Pour gagner les votes des parents, mettez leurs enfants en premier – avec des services de garde qui frappent à la maison

Les services de garde d'enfants, malgré des scandales et des délits réguliers, jouissent d'un statut protégé dans la vie moderne. Les critiquer est assimilé à la critique du féminisme et de l'égalité des sexes lui-même. Cela doit signifier le droit des femmes adverses de participer à la main-d'œuvre. En conséquence, leur place dans notre société n'est pas correctement examinée.

Le Premier ministre, désireux de faire appel aux femmes et de faire quelque chose au sujet du coût de la vie, s'est engagé à subventionner davantage les frais de garde d'enfants tout en supprimant le test d'activité, qui était un obstacle aux parents qui ne se sont pas engagés dans le travail ou à étudier l'accès aux soins à base de centres. Cette semaine, il a annoncé la garde d'enfants à plat dans le cadre de sa «vision du deuxième mandat» – bien sûr, pour être livrée par le biais de soins basés sur le centre.

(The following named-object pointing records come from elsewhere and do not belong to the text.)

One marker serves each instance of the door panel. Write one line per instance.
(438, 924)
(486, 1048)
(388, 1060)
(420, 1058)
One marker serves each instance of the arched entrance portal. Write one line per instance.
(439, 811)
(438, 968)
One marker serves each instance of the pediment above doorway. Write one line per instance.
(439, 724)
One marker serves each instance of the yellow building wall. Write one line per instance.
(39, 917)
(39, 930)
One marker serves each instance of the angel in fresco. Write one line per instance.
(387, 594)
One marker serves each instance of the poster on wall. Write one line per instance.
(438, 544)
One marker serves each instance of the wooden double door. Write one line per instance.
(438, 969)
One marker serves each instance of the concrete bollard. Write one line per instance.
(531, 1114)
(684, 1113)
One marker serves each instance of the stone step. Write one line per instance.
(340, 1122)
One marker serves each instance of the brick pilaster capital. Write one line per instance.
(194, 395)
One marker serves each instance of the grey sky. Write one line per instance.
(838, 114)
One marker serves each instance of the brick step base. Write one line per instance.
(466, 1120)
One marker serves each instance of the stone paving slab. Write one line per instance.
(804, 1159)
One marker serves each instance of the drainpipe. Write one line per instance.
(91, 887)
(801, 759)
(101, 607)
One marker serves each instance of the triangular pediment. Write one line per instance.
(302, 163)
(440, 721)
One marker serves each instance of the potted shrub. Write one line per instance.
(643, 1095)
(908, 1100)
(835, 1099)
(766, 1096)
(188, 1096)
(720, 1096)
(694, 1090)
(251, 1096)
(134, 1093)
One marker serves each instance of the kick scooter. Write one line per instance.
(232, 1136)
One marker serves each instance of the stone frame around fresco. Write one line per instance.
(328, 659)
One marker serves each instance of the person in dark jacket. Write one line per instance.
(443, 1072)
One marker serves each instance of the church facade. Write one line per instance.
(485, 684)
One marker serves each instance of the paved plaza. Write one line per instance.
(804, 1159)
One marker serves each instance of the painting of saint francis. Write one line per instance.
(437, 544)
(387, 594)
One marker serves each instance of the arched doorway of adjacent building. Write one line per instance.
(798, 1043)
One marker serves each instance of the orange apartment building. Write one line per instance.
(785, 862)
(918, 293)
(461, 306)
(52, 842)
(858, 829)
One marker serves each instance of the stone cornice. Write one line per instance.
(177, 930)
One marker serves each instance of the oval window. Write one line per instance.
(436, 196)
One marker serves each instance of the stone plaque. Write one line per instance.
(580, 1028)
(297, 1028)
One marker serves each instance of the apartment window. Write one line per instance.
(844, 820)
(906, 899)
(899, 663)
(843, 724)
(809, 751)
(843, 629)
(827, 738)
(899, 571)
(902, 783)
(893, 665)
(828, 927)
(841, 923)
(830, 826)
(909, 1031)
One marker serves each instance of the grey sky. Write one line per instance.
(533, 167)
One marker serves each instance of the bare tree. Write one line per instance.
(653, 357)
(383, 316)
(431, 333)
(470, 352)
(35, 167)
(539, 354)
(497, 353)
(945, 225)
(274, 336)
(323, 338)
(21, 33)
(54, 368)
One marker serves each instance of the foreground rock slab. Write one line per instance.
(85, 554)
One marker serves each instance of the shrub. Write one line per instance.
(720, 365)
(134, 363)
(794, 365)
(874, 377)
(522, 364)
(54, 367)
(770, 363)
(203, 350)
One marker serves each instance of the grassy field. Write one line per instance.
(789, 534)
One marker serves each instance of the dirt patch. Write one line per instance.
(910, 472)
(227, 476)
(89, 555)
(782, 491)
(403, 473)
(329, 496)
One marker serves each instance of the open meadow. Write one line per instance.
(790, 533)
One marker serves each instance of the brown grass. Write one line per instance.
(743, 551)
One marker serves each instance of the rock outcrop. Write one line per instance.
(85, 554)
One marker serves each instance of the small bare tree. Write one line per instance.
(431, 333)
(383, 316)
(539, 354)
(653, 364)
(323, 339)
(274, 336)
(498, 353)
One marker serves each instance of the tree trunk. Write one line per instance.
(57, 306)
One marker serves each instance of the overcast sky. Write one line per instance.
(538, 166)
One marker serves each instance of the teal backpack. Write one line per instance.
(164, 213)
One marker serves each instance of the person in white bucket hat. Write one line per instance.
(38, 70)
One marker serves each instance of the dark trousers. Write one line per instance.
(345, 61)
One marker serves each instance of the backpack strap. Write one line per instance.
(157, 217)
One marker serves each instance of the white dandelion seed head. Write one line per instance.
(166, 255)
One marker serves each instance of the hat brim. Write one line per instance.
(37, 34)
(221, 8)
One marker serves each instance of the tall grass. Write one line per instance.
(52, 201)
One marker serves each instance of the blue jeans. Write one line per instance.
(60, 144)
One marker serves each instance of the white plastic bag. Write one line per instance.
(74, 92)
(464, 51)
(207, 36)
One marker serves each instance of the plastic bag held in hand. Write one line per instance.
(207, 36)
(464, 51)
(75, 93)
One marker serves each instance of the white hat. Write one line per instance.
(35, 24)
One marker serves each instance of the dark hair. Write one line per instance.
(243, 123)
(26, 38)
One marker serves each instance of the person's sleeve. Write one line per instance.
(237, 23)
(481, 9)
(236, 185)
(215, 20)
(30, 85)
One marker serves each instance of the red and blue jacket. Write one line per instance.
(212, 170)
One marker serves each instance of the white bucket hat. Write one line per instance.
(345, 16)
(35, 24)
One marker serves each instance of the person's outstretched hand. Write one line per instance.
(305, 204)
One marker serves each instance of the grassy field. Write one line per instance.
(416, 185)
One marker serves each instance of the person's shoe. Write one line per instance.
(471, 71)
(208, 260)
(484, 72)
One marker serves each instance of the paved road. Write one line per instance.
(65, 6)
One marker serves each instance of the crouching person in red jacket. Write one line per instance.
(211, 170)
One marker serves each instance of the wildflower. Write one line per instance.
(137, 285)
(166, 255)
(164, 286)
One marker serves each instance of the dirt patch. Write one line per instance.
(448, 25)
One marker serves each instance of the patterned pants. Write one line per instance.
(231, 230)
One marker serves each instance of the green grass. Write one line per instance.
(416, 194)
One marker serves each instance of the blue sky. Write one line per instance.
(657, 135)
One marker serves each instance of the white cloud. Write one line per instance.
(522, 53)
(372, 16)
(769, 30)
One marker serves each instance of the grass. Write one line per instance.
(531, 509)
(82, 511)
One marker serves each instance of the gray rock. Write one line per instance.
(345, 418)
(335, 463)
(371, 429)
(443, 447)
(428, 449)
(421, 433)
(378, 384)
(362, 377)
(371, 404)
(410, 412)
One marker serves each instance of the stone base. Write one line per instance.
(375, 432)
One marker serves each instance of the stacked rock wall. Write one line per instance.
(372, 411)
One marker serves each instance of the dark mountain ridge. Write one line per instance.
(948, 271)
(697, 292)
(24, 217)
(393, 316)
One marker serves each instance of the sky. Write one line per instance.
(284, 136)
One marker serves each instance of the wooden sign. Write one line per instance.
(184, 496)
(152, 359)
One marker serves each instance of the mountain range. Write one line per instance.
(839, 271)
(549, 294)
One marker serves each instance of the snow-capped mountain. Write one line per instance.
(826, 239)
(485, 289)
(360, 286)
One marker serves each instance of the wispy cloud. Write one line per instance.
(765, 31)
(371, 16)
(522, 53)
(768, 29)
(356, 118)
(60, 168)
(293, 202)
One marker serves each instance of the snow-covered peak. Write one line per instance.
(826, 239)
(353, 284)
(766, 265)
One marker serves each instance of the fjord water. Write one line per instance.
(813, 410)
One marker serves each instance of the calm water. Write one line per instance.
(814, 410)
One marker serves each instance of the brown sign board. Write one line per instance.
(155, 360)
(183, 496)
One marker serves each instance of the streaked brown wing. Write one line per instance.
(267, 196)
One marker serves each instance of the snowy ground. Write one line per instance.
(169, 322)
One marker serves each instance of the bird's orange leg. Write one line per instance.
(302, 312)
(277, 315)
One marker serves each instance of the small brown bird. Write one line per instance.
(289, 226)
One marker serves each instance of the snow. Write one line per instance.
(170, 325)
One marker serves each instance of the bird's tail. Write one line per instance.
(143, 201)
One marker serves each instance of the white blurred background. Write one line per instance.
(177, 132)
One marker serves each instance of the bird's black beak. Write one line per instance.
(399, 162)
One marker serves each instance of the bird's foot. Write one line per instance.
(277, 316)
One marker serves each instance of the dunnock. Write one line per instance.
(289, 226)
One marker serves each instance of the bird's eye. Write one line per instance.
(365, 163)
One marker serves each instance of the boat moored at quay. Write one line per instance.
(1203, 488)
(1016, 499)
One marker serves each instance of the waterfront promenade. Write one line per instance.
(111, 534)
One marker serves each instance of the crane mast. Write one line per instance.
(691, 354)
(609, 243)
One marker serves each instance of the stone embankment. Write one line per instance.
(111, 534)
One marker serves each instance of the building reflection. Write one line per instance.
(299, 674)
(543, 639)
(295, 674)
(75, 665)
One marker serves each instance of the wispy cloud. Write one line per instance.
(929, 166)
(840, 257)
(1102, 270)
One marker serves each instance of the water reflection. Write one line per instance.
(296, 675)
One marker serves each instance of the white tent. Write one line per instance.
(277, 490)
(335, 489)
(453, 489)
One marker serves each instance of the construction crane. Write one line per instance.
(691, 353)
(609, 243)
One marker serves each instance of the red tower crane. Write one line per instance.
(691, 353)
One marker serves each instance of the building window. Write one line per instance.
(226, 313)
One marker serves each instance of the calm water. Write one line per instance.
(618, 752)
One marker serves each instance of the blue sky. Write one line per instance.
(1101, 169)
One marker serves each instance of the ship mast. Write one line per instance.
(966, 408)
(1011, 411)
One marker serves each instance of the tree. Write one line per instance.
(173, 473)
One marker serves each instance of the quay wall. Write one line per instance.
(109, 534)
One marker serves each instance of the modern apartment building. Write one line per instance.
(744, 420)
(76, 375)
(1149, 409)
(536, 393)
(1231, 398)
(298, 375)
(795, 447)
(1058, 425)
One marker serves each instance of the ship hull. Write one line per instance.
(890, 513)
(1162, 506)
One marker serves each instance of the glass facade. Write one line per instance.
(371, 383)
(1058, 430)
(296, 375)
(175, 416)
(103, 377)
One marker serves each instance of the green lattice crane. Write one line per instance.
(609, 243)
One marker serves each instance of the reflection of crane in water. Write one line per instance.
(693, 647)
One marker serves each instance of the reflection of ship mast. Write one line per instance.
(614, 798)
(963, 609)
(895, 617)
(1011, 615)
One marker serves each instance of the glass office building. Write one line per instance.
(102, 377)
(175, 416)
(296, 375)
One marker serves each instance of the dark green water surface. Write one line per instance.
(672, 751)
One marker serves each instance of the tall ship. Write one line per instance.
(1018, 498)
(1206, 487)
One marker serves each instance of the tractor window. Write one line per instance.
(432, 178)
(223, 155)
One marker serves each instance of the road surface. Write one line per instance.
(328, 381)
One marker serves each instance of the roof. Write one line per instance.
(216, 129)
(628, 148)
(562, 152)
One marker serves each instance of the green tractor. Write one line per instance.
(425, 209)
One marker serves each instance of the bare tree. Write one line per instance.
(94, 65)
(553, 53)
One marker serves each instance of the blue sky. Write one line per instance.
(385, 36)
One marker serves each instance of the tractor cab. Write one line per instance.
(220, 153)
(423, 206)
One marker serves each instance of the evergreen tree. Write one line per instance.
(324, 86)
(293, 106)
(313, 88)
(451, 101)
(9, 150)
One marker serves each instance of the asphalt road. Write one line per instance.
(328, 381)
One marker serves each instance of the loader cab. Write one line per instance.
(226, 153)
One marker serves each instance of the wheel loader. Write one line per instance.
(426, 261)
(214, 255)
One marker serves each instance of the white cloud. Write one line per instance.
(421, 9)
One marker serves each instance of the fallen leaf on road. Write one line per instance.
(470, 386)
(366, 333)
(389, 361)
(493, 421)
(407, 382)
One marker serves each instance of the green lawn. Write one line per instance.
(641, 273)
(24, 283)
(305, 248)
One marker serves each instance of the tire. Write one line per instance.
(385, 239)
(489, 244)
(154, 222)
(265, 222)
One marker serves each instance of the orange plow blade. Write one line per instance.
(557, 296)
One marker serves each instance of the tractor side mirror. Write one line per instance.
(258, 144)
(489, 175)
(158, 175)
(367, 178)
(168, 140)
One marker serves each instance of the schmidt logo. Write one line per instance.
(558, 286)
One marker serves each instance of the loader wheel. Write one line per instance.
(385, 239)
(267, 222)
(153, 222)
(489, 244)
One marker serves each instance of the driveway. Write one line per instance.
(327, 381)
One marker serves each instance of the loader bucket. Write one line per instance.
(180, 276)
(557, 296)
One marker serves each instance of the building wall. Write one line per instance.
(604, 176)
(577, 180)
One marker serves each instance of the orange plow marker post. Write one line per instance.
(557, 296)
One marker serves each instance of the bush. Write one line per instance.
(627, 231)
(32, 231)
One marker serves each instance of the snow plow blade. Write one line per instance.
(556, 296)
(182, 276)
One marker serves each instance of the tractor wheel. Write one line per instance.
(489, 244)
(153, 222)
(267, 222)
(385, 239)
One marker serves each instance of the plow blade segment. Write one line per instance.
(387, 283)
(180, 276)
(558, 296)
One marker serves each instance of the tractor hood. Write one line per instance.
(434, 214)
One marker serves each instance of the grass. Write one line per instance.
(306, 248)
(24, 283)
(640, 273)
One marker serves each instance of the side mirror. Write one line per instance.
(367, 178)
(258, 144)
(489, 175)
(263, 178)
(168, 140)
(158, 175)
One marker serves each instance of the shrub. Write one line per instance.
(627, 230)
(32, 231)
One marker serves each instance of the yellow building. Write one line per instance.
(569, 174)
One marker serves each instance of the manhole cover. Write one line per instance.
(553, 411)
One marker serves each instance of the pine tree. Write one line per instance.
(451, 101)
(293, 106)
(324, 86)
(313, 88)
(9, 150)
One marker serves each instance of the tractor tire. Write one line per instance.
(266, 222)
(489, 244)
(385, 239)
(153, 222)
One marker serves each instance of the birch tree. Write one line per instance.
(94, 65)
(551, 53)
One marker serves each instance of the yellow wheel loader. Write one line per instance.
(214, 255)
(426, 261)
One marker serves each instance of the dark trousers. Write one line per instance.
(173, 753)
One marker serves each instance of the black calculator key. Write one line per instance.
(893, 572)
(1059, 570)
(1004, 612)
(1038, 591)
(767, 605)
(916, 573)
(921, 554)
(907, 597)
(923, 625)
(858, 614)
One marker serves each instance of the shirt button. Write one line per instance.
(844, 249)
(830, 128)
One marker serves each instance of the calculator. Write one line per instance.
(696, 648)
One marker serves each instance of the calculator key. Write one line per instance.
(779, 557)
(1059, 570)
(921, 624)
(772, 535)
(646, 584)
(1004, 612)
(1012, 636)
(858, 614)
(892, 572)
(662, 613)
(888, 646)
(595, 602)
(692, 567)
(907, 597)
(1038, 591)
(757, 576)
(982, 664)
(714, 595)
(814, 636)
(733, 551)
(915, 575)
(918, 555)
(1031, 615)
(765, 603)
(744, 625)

Certains parents n'ont d'autre choix que d'un centre de garde d'enfants.Crédit: Getty Images / Istockphoto

Mais au cours de la même semaine, NSW a reconnu que ces centres avaient souvent des problèmes de qualité. Le ministre de l'Etat de l'État, Prue Car, a annoncé un examen indépendant sur la hausse des infractions à la sécurité dans les garderies, y compris «les cheveux tirés et les enfants traînés le long des planchers» par des travailleurs. Le député des Greens de la Chambre supérieure Abigail Boyd, qui a parlé de ce genre de mauvais traitements, l'a attribué au fait que «beaucoup de ces centres sont sauvegardés par le capital-investissement, dont le mandat est de tirer autant de profits et de compenser les coûts dans la mesure du possible».

C'est vrai; Les centres de garde d'enfants sont une licence pour imprimer de l'argent pour le secteur privé. Mais ils ont également des avantages importants pour les sociaux-démocrates. Dans le cas du travail, ils sont une licence pour imprimer des frais d'adhésion aux syndicats, qui finissent par financer ses campagnes. Et cela pourrait être un indice sur les raisons pour lesquelles les gouvernements successifs, bleu et rouge, ont résisté au changement.

Du point de vue du capital-investissement, la garde des enfants basée sur le centre est un rêve absolu. Lorsque le modèle d'entreprise est bien fait, ils investissent dans des terres et extraient de l'argent du gouvernement et du secteur privé simultanément pour le payer. Le gouvernement continue de basculer dans de plus en plus parce que l'idée d'être ou même d'être considérée comme responsable de normes de qualité inadéquates autour des soins de nos plus jeunes enfants est politiquement intenable. Et les parents sont sur un baril, choisissant de soulever ou de rester à la maison et de renoncer aux salaires. Pendant ce temps, la valeur des terres sur lesquelles les centres sont situés augmentent généralement, suralimentant le portefeuille total de capital-investissement.

Du point de vue du travail, les travailleurs de garde d'enfants basés sur les centres sont des objectifs principaux pour la syndicalisation. La main-d'œuvre de l'éducation et de la formation est la plus syndiquée en Australie, avec 27% des employés inscrits. Cela représente plus du double du taux d'adhésion de l'Union dans l'économie plus large. Et, bien sûr, là où il y a des membres du syndicat, dans le cours régulier des événements, les dons syndicaux au Parti travailliste. L'année dernière, le United Workers Union, qui représente les travailleurs de la garde d'enfants, était l'un de ses cinq meilleurs donateurs.

Donc, si vous recherchez un profit ou un pouvoir, la garde d'enfants basée sur les centres est un creux tentant pour votre museau. Mais il est moins clair que c'est la solution politique idéale pour les parents et leur progéniture.

Bien sûr, les preuves dans ce domaine sont vivement contestées. Certaines recherches menées dans le passé étaient probablement motivées par le désir de persuader les mères de maintenir des rôles de genre traditionnels. D'autres recherches menées récemment ont probablement été motivées à montrer que le lien entre la mère et l'enfant n'est qu'une construction de genre. Les scientifiques ne sont que des humains, pas les cerveaux sur les bâtons que nous souhaitons parfois qu'ils soient, et c'est une discussion profondément émotive qui les affecte également.